With atmospheric and oceanic CO2 levels rising and the consequent acidification of the oceans, marine life has to adapt rapidly if they want to stay around. Especially calcium carbonate skeleton building organisms are affected by the rapidly dwindling seawater pH and carbonate saturation state.
Luckily new research in Nature climate change shows that some corals are able to counter the effects of ocean acidification through an ingenious buffering system.

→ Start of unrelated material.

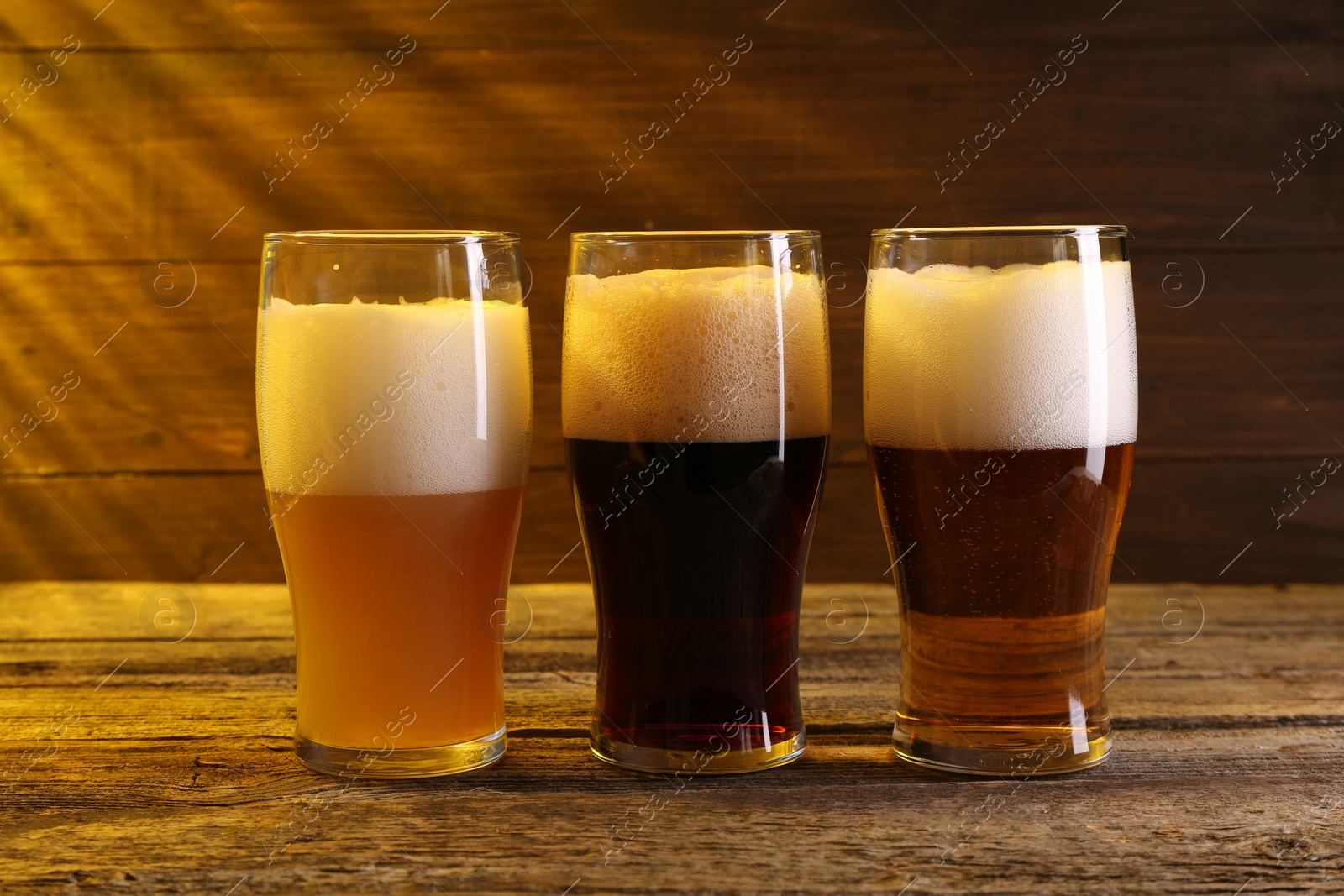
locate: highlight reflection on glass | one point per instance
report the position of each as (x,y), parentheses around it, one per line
(1000,411)
(394,407)
(696,416)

Good news indeed. At least for those marine dwelling organisms with an aragonite skeleton or aragonitic corals, as they seem to be the only ones outfitted with the molecular pumps necessary for regulating their internal pH. The corals are able to manage pH to such an extent that internal changes are only about half of those in the surrounding waters.
And as an added bonus, rising oceanic temperatures may even increase the growth rate of these corals, especially those in colder waters.
Not so fortunate are the coral with a calcite skeleton. They lack a pH regulating system and are thus, as ever, highly vulnerable to ocean acidification. But at least as important is the large number of free-floating plankton with a calcite skeleton that are equally vulnerable to acidification but also form a vital part of marine food webs. On top of that they soak up large quantities of CO2.
An aragonite skeleton therefore seems to be the trait to have when it comes to surviving ocean acidification. So a relatively positive outcome would be that organisms with aragonite skeletons gain the upper hand over those with calcite skeletons and manage to partly fill their niches in the ecosystem.
But since corals, be it with an aragonite or a calcite skeleton, both rely on symbiotic algae as their main source of energy they remain vulnerable, since those algae are highly susceptible to both low pH and high temperatures.
So the question remains whether corals can adapt to their rapidly changing environment and will aragonitic corals stand a better chance? If they don’t the future for marine life, and thus for humans, will look bleak indeed.